A Huge Google Change Coming ‘Soon’ Should Terrify News Publishers

Google just telegraphed that it’s on the cusp of implementing one of the biggest changes to internet search in years, and it’s one that should probably be setting off alarm bells across the publishing industry.

Robby Stein, Google Search VP of Product, announced on X on Friday that users can now open Google’s new AI Mode by going directly to google.com/ai. Minutes later, Logan Kilpatrick — the lead product manager for DeepMind, Gemini, and all of Google’s AI products — took things one step further: Responding to a user who commented that AI Mode “must be the default” for Google Search, Kilpatrick responded that the change would indeed roll out soon.

His casual confirmation, needless to say, is about to make life much more difficult than it already is for anyone in the business of publishing digital content — particularly news outlets that depend on search traffic to sustain their operations.

Google’s AI Overviews, which contain the content that Google has synthesized from web pages it’s crawled, has already had a profound impact on the traffic that Google sends to outside sites. Because who needs to click through to an actual website, when Google just rips out an answer from that web page and loads it at the top of a search results page?

AI Mode, meanwhile, will make that problem even worse.

Making AI Mode the Google Search default

In this mode, instead of typing in a normal search query, the user can engage in a back-and-forth with what’s essentially a Google chatbot that crawls the web, spits out answers, and pushes publisher links to the side of the page. Where basically no one will interact with them.

The irony there is hard to miss. The X user who drew out Kilpatrick’s ‘soon’ comment was basically saying it’s too much effort to click one extra button to reach AI Mode. But that’s the very problem publishers face — readers rarely click past Google’s AI answers to get to the original articles.

All of this, of course, threatens to accelerate what many in media circles describe as “Google Zero,” the point at which the search giant (a search giant, by the way, that the US government asserts is a monopolist) stops sending any traffic whatsoever to this or that outside site. Indeed, the damage is already being done.

According to data from Similarweb, for example, Business Insider’s search traffic fell 55% between April 2022 and April 2025, and HuffPost’s by more than 50%.

And a recent study done by Digital Content Next, whose members include the New York Times, Condé Nast, and Vox, found referral traffic drops of as much as 25% during eight weeks between May and June of this year.
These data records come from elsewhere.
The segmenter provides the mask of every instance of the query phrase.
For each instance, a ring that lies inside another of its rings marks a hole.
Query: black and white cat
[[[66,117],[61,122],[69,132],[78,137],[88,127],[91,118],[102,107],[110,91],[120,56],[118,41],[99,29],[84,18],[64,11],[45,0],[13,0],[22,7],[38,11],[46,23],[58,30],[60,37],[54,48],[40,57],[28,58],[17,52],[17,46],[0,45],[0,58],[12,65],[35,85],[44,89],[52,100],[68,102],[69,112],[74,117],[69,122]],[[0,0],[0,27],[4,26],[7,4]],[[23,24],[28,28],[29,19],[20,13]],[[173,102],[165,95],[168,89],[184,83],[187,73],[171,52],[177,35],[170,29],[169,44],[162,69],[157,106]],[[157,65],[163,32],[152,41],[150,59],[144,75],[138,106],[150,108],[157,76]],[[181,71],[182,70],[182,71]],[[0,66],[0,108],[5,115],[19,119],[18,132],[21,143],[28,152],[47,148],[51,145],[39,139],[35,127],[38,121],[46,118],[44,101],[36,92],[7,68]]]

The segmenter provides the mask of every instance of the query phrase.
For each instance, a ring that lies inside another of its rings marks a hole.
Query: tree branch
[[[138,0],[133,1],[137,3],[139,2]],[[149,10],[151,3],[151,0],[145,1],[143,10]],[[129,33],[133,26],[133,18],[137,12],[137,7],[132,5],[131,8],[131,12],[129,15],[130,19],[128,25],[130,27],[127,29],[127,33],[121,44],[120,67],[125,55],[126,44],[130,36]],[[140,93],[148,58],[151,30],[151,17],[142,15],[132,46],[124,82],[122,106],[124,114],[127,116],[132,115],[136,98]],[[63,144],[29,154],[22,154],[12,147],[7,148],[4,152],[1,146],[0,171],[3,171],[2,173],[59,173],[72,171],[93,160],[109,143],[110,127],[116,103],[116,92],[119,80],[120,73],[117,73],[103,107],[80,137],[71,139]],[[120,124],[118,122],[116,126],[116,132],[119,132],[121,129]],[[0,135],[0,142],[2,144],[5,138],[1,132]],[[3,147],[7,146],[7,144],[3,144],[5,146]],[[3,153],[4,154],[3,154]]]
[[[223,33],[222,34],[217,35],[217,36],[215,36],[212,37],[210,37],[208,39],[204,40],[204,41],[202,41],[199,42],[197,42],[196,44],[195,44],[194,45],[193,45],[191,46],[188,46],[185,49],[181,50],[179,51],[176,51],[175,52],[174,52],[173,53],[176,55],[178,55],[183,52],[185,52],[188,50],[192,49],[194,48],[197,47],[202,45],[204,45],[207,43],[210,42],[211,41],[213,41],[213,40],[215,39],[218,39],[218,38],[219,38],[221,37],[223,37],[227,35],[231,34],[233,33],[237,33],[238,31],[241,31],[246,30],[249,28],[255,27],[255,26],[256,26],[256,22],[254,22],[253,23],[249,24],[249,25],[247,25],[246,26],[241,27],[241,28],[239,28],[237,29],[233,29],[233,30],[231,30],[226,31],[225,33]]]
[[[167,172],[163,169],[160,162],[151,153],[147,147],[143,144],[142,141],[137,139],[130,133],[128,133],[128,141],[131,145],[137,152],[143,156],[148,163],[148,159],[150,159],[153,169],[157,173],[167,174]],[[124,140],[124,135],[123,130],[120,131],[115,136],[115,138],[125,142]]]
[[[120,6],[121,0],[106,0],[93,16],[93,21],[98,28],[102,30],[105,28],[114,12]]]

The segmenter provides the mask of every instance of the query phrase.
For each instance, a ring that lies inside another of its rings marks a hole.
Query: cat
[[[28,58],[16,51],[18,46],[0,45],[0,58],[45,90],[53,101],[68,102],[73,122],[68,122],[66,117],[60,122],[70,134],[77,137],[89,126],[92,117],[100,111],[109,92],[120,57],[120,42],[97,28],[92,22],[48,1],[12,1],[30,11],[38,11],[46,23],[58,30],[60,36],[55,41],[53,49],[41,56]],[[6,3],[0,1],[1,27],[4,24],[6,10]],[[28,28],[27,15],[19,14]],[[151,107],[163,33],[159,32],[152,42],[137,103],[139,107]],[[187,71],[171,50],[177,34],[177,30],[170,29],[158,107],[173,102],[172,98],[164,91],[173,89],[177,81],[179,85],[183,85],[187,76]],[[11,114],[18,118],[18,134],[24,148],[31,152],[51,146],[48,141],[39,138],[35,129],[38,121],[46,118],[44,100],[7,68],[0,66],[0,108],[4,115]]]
Other reports confirm the same trend: More and more searches are satisfied before a user ever leaves Google.

Google’s whole AI enterprise is sort of like the search giant disseminating the CliffsNotes version of the internet, while the writers and brands that did the actual work of giving Google something to summarize in the first place are relegated to footnotes. Yes, there are paths forward like subscriptions and licensing deals, among other things. But the scale of the challenge shouldn’t be underestimated.

If — sorry, when AI Mode becomes the default way that billions of people start using Google, the traditional publishing business model won’t just be under strain. It will be under siege, to put it mildly.